James G
Founder
September 29, 20259 min read
What is Technical Debt?
Technical debt is the future cost of taking shortcuts now:
- Intentional: Shipping fast, knowing you'll refactor later
- Unintentional: Accumulated from poor decisions or changing requirements
The Cost of Technical Debt
Unpaid debt compounds:
- Slower feature development
- More bugs
- Harder onboarding for new developers
- Increased risk of outages
When to Pay Down Debt
Pay Now If:
- It's blocking critical work
- It affects customer experience
- Security risk exists
- Developer productivity is significantly impacted
Pay Later If:
- The code rarely changes
- The impact is minimal
- Bigger priorities exist
- You might replace it anyway
Frameworks for Prioritization
The Debt Quadrant
Plot debt on two axes:
| High Impact | Low Impact | |
|---|---|---|
| Easy Fix | Do Now | Fill Time |
| Hard Fix | Plan Carefully | Maybe Never |
The 20% Rule
Reserve 20% of each sprint for debt:
10 points capacity:
- 8 points: Feature work
- 2 points: Tech debt
The Pain-Driven Approach
Track debt by how often it causes pain:
| Debt Item | Times Mentioned | Impact | Priority |
|---|---|---|---|
| Legacy auth | 12 | High | P1 |
| Old CSS | 3 | Low | P3 |
| Test gaps | 8 | Medium | P2 |
Mixing Debt with Features
Don't hide debt in a separate list.
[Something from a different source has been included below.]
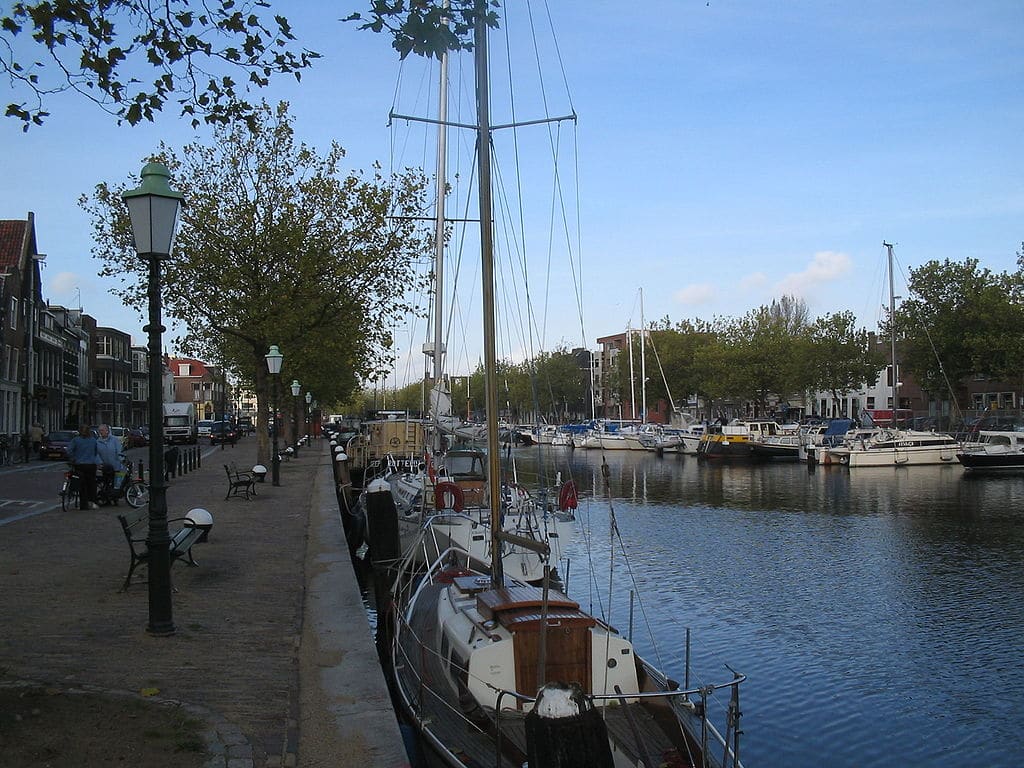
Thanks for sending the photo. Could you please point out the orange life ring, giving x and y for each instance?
(567, 497)
(442, 489)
Integrate it:
- Compare debt items to features using same framework
- Make debt visible to stakeholders
- Celebrate debt payoff like feature launches
Preventing New Debt
Code Review Standards
- No shortcuts without documented rationale
- Debt must be logged when incurred
- Follow-up ticket required
Definition of Done
Include debt considerations:
- [ ] No new tech debt introduced (or logged if unavoidable)
- [ ] Existing debt touched was improved or logged
This article was generated by SeoMate - AI-powered SEO content generation.